Modack defence tries ‘back door’ to pull evidence from state

Alleged crime boss Nafiz Modack has asserted that the investigating team handling the state’s case against him is guilty of a gross dereliction of duty. 

Modack claims that the team investigating the assassination of anti-gang unit cop Lieutenant Colonel Charl Kinnear in September 2020 told him months before his arrest that they have “irrefutable evidence” that he is responsible for Kinnear’s murder.

In his affidavit Modack questions the state’s case against him because the police, despite claiming they have evidence against him, did not arrest him until months later, in April this year. 

Modack handed in his affidavit as the bail hearing for him and his co-accused, Zane Kilian, Jacques Cronjé, and police officer Ashley Tabisher, started on Thursday in the Blue Downs regional court.

Modack is facing schedule 6 offences and his co-accused are facing schedule 5 offences. 

According to the state’s indictment, the accused face charges including conspiracy to commit murder, murder, illegal cellphone tracking, racketeering, kidnapping, intimidation, corruption, gang-related extortion and contravening the Prevention of Organised Crime Act.

In his affidavit, Modack further claims he is “severely prejudiced” by his “lack of knowledge” of the charges the state brought against him. 

Modack’s defence, together with two of the co-accused, Kilian and Cronjé, previously demanded the state to provide sufficient information for them to prepare bail applications. 

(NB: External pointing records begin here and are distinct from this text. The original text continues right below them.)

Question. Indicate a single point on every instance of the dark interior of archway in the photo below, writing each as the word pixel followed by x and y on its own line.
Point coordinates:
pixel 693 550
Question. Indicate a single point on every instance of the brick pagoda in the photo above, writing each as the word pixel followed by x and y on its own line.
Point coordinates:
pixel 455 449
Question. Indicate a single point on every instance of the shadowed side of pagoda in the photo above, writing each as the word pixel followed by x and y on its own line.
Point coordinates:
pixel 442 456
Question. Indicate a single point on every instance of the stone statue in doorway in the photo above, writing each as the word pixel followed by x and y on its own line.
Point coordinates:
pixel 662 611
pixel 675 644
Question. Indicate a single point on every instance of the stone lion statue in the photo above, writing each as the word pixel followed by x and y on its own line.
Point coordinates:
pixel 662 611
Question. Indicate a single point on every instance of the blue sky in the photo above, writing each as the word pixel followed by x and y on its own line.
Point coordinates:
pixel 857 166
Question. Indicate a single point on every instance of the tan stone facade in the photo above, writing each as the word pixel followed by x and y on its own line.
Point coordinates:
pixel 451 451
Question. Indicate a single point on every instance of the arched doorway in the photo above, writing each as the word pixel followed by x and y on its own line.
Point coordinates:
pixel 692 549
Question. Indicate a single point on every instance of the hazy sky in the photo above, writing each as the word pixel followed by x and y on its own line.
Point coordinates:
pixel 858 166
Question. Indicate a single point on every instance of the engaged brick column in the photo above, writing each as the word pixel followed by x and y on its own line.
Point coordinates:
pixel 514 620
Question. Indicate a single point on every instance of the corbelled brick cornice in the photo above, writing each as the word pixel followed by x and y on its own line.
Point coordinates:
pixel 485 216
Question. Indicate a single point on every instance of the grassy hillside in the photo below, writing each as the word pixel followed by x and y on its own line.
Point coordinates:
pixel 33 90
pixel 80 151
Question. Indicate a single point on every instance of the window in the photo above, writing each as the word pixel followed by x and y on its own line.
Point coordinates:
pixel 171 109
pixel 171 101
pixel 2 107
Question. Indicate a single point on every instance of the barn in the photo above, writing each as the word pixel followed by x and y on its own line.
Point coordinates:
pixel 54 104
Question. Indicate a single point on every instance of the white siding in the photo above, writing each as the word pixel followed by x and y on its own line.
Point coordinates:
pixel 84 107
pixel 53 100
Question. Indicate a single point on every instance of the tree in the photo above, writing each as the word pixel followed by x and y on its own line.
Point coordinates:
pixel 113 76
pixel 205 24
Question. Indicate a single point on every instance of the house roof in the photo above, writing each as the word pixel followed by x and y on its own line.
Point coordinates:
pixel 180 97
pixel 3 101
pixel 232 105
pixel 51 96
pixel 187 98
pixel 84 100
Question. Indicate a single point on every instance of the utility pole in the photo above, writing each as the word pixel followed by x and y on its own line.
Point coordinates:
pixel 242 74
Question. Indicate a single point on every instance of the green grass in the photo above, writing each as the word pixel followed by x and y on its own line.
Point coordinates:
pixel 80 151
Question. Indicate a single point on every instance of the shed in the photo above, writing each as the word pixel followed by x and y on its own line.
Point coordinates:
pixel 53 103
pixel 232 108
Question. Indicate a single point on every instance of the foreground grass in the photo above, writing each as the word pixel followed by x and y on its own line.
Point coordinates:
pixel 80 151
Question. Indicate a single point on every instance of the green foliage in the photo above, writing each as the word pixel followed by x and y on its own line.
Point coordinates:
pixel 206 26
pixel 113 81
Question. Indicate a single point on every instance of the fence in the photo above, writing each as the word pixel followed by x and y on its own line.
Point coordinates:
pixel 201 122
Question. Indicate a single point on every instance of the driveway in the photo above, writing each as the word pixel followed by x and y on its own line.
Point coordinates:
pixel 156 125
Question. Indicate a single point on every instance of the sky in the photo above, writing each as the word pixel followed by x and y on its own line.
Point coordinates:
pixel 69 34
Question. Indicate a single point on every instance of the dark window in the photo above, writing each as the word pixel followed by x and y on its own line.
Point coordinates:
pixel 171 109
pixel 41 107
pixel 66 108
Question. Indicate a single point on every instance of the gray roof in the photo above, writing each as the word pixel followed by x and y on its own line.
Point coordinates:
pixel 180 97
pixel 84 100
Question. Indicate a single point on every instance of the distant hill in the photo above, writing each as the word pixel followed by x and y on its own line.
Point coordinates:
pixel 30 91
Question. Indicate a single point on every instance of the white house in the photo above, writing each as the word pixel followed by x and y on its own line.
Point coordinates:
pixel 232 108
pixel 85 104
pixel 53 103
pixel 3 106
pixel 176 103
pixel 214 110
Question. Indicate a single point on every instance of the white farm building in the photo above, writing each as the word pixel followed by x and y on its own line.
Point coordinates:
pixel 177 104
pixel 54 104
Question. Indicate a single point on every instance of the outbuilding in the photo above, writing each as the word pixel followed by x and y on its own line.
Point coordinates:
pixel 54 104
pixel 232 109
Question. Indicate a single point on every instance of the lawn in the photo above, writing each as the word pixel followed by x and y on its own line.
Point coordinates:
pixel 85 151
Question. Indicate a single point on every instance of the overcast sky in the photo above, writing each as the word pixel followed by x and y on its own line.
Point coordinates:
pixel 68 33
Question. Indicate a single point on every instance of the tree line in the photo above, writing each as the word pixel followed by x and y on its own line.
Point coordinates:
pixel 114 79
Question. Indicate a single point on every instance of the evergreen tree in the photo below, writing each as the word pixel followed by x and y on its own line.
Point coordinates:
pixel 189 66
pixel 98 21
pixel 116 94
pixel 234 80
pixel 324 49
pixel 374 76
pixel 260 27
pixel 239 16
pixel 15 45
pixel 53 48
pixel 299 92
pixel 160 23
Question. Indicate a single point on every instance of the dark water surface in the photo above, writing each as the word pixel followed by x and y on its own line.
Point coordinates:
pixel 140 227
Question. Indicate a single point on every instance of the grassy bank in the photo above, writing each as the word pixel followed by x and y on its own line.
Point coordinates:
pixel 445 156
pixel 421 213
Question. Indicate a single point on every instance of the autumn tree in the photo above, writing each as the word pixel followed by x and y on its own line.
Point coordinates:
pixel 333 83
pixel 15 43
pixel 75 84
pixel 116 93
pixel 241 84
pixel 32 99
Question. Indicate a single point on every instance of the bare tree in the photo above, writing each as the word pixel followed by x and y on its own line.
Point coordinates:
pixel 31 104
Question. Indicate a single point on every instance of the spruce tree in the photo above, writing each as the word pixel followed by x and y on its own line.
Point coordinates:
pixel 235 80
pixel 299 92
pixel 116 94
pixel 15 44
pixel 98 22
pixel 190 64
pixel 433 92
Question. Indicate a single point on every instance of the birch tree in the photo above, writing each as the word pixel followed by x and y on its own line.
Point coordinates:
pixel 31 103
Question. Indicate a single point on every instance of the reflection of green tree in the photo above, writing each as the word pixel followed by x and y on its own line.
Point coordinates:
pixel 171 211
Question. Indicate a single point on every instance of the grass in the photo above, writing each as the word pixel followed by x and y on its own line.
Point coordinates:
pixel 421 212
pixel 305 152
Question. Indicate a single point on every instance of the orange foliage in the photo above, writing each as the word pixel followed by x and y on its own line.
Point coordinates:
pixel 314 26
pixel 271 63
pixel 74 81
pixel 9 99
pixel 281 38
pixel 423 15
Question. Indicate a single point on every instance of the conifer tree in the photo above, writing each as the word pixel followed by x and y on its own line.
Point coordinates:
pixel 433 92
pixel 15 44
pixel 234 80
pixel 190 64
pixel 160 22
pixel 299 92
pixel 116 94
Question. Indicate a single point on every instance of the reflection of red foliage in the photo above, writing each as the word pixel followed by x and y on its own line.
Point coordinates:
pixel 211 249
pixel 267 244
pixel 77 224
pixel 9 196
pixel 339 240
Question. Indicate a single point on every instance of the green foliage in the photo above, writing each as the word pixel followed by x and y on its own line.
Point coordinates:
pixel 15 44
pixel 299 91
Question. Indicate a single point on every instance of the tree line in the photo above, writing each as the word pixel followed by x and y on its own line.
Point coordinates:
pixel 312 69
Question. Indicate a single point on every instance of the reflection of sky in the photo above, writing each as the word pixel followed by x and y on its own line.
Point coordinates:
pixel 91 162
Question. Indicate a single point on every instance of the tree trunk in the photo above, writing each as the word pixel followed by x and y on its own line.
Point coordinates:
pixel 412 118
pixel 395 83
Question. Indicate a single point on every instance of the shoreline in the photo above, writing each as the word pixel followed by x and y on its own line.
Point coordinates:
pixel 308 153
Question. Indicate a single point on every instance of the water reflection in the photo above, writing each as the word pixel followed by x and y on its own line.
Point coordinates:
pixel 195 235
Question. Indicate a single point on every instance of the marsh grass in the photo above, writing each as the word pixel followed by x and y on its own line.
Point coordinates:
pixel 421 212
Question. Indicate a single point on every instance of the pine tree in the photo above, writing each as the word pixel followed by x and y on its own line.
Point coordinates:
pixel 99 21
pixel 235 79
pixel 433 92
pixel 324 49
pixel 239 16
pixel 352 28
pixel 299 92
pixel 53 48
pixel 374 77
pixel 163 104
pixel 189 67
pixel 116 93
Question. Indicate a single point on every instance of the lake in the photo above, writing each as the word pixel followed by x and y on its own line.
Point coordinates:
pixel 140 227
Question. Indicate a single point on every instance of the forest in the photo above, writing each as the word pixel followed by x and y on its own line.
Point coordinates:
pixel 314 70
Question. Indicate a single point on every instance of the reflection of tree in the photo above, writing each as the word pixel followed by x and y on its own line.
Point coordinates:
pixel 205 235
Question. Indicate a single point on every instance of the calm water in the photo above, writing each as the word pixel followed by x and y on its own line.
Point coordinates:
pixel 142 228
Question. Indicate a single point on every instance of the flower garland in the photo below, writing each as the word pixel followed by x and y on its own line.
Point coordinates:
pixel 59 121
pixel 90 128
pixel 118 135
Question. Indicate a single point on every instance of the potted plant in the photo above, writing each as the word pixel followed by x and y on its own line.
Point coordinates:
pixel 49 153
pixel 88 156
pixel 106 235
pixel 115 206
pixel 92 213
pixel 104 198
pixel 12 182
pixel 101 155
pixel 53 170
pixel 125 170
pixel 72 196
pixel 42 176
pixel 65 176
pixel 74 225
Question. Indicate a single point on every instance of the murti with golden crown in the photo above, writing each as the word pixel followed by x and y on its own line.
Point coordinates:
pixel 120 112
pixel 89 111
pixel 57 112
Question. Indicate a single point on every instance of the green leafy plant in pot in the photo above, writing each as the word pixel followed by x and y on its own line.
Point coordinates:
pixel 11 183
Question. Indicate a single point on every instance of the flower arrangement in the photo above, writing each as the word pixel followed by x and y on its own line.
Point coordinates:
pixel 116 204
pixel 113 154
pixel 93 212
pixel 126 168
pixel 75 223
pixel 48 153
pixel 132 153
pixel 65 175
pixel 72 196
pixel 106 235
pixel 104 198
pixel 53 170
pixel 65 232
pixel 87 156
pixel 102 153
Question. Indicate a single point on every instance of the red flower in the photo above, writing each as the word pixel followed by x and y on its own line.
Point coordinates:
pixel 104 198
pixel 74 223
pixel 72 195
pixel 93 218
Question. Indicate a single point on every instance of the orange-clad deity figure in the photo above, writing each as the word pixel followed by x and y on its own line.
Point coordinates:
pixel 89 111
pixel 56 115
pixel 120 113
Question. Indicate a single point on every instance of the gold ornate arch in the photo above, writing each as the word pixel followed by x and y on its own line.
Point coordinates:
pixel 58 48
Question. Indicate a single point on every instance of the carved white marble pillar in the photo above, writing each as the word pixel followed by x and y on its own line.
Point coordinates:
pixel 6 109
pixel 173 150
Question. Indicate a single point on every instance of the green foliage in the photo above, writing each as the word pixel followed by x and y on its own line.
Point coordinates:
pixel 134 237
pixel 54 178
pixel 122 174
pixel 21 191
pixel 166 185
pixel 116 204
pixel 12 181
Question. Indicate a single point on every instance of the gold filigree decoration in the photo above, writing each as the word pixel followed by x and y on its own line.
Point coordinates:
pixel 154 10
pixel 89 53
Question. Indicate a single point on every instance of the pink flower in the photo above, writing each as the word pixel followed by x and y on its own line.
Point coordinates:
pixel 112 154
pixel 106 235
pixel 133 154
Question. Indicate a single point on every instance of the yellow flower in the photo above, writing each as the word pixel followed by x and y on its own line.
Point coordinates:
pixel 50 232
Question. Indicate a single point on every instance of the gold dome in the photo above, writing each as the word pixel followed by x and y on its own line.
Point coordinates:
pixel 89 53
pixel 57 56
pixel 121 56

But, during an interlocutory hearing Modack’s defence lawyer, Dirk Uys, said: “Although I am not satisfied with what I have been given, I am in a position to proceed with the bail application,” and withdrew his request for further particulars. 

State prosecutor Greg Wolmarans described the defence’s “closing but not quite closing” its applicant’s case as “ambivalent”, and demanded clarity on the right to reply once the defence has closed its case. 

The state upholds that once it has responded to the applicant the defence has no right to reply. 

Wolmarans cautioned the court to not be subverted by strategies usually used by schedule 5 and 6 offenders, arguing the essence of the defence’s affidavit “does not deal with the merits of the case”. 

He said that after the state has “shown its hand” [has stated its case in court], “then only does the applicant craft his position, especially in so far as the merits [of the case]”. 

Wolmarans said if this “back door” is opened, it will set a precedent for schedule 5 and 6 offenders — that they can sit back and listen to the state’s case and only reply afterwards. 

Judge Deon van der Spuy ruled the defence must close their case and bring their full application to the court. “There must be finality,”  he said. 

The court adjourned, with bail proceedings to continue on 29 June.